Ich begutachte kurz einen der bereitstehenden Nachtzüge – er wird morgen früh in Salerno sein. Auch hier sind nur wenige Passagiere zu sehen. Die meisten steigen vielleicht erst auf späteren Bahnhöfen zu. Dann checke ich in mein Hotel ein, das sich in unmittelbarer Nähe zum Bahnhof befindet. An der Rezeption spricht man wieder sehr gutes Englisch. Es macht wirklich einen Unterschied, ob man in Süd- oder Norditalien ist.
Ich lasse wieder meine Sachen im Hotel und begebe mich auf einen Spaziergang durch die weitestgehend menschenleere Stadt. Das mag auch damit zusammenhängen, dass es ein kalter Montagabend im Winter ist, aber wenn ich schon hier das erste Mal in Turin bin, möchte ich zumindest etwas gesehen haben. Es ist aber wirklich unangenehm kalt und ich wünsche mir so sehr den süditalienischen Frühling zurück.
Als erstes bei meinem Spaziergang beeindruckt mich das Bahnhofsgebäude. Welch ein Palast!
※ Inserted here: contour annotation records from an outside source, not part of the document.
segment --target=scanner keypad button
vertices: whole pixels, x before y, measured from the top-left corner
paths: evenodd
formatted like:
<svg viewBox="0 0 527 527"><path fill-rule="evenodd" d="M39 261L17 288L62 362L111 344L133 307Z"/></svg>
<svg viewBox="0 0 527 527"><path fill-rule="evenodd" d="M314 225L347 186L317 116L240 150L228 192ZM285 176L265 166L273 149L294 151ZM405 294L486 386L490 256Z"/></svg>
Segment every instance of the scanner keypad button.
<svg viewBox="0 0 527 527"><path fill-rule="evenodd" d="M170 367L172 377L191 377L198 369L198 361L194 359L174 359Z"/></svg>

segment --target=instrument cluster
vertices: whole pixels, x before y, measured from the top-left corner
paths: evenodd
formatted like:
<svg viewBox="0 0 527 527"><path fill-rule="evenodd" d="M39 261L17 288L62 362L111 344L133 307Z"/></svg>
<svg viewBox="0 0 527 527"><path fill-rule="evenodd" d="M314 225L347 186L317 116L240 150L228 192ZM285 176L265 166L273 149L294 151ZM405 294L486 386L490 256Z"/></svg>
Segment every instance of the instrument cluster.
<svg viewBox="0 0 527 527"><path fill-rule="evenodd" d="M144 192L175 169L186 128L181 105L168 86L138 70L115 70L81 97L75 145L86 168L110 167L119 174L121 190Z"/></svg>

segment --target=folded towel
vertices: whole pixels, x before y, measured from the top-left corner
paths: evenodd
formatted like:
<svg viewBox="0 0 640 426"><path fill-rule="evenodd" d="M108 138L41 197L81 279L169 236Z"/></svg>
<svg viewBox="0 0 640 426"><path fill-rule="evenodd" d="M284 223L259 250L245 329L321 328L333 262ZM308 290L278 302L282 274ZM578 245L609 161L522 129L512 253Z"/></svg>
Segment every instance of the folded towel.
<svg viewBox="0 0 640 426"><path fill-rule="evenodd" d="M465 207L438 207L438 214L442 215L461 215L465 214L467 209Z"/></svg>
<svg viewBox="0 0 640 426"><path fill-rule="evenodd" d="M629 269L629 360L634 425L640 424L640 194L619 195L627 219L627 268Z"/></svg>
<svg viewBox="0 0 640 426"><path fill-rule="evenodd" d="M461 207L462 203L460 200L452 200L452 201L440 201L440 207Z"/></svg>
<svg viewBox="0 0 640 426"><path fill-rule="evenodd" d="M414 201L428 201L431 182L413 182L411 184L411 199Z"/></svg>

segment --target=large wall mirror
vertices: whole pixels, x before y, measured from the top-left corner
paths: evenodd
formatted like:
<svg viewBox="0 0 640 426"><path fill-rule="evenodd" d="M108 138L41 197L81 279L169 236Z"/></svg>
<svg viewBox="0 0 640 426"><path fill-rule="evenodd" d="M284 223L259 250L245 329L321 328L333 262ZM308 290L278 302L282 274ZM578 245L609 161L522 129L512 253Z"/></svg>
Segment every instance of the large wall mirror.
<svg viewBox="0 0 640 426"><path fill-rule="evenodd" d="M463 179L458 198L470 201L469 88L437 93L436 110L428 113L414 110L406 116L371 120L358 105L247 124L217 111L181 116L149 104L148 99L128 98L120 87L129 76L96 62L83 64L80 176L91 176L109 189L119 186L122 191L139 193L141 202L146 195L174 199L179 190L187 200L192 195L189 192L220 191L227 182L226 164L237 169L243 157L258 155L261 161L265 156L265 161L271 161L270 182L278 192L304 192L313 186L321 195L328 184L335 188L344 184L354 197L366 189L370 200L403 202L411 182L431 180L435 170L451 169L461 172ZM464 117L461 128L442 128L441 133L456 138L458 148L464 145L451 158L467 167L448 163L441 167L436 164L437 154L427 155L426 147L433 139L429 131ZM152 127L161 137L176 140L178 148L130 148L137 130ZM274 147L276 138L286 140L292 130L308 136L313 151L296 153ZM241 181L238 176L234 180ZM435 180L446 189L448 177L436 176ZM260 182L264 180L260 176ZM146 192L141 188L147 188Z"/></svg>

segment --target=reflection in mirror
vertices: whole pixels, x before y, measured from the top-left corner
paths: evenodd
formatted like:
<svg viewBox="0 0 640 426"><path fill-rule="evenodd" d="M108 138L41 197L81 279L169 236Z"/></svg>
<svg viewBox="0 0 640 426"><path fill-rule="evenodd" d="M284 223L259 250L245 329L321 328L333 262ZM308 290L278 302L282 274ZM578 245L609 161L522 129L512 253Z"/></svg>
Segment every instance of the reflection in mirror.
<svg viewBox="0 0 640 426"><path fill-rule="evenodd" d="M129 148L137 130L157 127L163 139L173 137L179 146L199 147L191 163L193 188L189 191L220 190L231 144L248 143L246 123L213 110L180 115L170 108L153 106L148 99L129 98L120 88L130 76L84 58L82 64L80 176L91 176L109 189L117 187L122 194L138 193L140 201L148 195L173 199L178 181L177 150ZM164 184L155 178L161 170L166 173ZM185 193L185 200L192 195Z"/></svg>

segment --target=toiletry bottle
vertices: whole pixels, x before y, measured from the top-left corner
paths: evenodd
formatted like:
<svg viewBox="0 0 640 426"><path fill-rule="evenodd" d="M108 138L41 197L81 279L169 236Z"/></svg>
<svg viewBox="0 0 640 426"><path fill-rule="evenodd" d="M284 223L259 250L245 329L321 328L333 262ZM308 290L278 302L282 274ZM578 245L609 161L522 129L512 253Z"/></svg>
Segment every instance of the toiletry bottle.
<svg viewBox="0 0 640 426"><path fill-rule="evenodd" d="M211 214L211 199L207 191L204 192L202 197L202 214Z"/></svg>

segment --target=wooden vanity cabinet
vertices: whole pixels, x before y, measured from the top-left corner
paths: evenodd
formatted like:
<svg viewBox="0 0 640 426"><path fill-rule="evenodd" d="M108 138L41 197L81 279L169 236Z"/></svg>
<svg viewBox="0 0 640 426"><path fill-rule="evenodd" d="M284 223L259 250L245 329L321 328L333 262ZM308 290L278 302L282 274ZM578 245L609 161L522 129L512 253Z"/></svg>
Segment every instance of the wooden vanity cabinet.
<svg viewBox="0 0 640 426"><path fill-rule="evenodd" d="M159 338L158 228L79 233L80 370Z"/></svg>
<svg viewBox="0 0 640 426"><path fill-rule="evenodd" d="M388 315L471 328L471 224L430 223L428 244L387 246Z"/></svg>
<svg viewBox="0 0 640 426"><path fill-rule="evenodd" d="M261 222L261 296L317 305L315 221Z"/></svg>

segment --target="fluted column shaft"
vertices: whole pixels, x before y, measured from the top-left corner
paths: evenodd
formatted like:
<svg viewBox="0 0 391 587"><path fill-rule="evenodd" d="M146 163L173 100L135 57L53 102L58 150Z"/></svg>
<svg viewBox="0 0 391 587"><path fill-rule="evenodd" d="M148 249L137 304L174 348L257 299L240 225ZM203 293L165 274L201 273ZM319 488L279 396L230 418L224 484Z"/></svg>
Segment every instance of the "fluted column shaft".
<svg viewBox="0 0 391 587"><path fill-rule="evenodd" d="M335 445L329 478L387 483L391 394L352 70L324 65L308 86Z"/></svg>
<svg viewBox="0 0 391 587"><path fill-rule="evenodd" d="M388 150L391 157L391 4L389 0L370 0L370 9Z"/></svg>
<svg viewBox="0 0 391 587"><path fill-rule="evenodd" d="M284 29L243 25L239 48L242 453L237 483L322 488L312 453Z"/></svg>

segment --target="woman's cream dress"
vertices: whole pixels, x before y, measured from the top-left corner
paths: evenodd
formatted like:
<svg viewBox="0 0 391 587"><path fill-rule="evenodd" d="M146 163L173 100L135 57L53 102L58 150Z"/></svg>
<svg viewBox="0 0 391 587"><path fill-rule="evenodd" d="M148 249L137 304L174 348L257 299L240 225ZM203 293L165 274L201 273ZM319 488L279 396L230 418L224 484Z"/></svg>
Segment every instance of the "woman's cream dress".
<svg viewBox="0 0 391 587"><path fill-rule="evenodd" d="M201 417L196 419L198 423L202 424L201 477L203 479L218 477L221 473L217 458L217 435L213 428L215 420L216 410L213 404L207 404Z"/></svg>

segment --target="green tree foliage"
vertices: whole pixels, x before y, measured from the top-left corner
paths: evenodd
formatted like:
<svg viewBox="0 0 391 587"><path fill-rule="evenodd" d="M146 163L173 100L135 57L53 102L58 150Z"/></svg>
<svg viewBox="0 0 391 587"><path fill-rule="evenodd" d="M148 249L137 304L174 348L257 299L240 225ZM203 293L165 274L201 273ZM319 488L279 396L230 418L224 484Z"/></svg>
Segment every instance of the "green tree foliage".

Und mit der besonderen Beleuchtung wirkt es wahrscheinlich sogar schöner als bei Tageslicht.
Weiter laufe ich einfach der Nase nach in die Innenstadt und treffe auf weitere wunderschön beleuchtete Gebäude und fast menschenleere Plätze.
Ich suche mir meinen Weg so, dass ich irgendwann abbiege und in Richtung des Bahnhofs Torino Porta Susa gehe. Schließlich möchte ich mir einmal anschauen, wo ich morgen abfahre.
Der Bahnhof besitzt eine Art gläserne Kuppel, unter der sich die Bahnhofshalle, wenn man es so bezeichnen möchte, befindet. Eigentlich ganz nett. Ein paar Geschäfte und die üblichen Einrichtungen wie Ticketschalter finden sich hier. Jetzt, kurz nach 21 Uhr, ist fast alles geschlossen.
Ich schaue noch kurz auf die Bahnsteige. Ein Frecciarossa aus Paris fährt weiter nach Mailand. Morgen werde ich in die andere Richtung fahren, aber mit dem TGV. Dann geht es in die U-Bahn, die mich wieder zurück nach Torino Porta Susa bringt. Ich schaue mir dabei quasi schon einmal meinen morgigen Weg zum Bahnhof an, damit es morgen schnell geht und ich weiß, wie früh ich aufstehen muss. Es wird wieder sehr früh sein. So viel steht fest.